L’ingénieur se servit du rhum vieux. L’avantage changeait de main, il maîtrisait à nouveau le jeu et pouvait le mener à sa guise. Oubliant les regards interrogateurs de la duchesse, il leva le verre pour le placer face à la lumière d’une ampoule et remua le contenu. Un sourire de satisfaction étira ses lèvres. Il but alors une gorgée, qu’il fit rouler dans son palais avant de consentir à répondre :


— Oubliez le chemin de fer, les dirigeâbles sont une solution beaucoup moins coûteuse. Les chimistes de la Badische Anilin- und Soda-Fabrik[2] ont trouvé un enduit pour la toile qui résiste bien à l’ensoleillement et à l’humidité qui règnent ici. De plus, Zeppelin fâbrique des enveloppes semi-rigides, qui sont plus résistantes que les celles, souples, de nos Zodiâc nâtionaux.


La jeune femme plissa les yeux pour se donner l’air suspicieuse. En réalité, elle ne s’était pas remise de son étonnement. Schlippendorf, ravi, continuait sans lui prêter d’attention, sans un regard. Il fixait le vide, signe qu’il s’enfermait dans une bulle pour soliloquer :


— Vous allez me dire, pourquoi âcheter à une puissance étrangère, qui plus est en délicâtesse âvec notre pays ? Je vous répondrai qu’il faut piquer un peu au vif nos industriels, si nous voulons qu’ils se dépâssent ! Le protectionnisme, ce n’est pâs bon pour le développement technologique. Du reste, celâ permettrâ à nos militaires de disposer d’un modèle qu’ils pourront ensuite étudier, et même tester, à loisir. Ici, en Guyâne, nous sommes suffisâmment loin de l’Âllemâgne pour que notre gênant voisin n’en sâche jâmais rien. C’est donc un investissement pour la pâtrie que je fais.

— Quelle prodigieuse idée, Maximilien ! parvint à le couper Ambroisine. Mais, les Allemands ne sont pas dupes.

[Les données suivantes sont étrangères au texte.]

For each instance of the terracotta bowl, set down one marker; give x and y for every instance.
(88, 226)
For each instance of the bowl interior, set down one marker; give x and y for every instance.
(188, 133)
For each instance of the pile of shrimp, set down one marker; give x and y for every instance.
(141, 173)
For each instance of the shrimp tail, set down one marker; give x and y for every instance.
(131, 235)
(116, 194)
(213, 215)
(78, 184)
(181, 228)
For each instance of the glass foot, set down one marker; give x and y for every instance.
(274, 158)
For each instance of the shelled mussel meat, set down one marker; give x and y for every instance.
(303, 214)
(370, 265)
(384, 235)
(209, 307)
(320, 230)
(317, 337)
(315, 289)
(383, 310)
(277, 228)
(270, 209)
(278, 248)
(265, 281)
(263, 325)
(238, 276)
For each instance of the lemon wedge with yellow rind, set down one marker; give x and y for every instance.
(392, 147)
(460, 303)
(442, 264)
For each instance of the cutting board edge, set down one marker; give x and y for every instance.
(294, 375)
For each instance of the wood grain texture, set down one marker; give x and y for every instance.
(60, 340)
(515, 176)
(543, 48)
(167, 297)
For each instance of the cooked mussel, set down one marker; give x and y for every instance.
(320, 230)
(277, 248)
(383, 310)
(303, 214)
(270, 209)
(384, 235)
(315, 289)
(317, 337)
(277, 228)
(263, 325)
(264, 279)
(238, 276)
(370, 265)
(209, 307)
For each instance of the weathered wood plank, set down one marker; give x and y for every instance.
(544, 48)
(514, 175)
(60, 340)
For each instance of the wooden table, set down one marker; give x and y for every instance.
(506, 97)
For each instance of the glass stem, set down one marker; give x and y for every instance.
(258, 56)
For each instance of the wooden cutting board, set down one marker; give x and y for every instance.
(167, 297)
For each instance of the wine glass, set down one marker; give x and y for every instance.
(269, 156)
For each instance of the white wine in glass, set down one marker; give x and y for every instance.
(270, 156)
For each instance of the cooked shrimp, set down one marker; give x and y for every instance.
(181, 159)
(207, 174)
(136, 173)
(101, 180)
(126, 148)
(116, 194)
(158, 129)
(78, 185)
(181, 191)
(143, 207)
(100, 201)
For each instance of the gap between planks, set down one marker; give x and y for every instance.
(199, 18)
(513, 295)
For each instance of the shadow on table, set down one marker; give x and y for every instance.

Comment avez-vous fait pour qu’ils acceptent ce marché ?

— Il y â des secrets qui ne peuvent être révélés…

— Dois-je vous rappeler, qu’en tant que propriétaire des mines, je suis votre employeuse ?

— Il y â, je crois, un proverbe âfricain qui dit ceci : « quand l’ârgent pârle, lâ raison se tait ».

— Très bien, dans ce cas, je suppose que nous devons attendre que ce fieffé coquin soit débouté de sa demande. Puis tout rentrera dans l’ordre. En attendant, je vous prie, si vous deviez jouer du piano, de vous contenter du répertoire français. Il ne faudrait pas que le tout Saint-Laurent se méprenne sur votre fidélité.

— Ce sont des imbéciles, des ronds-de-cuir qui n’âspirent qu’à gârder leur position où l’âméliorer par l’intrigue et une âppârente docilité.

— Mais ces imbéciles pourraient, dans un rare et subtile éclair de génie, s’allier pour lancer une cabale dont jamais vous ne vous relèveriez...

— Celâ fait beaucoup trop de si... Le coq gaulois â plus de chance de mordre l’aigle âllemand. Â notre futur reigne, ma jeune amie.

— Et à la France ! Vive le roi.



[1] Balivernes !


[2] soit Fabrique badoise d’aniline et de soude.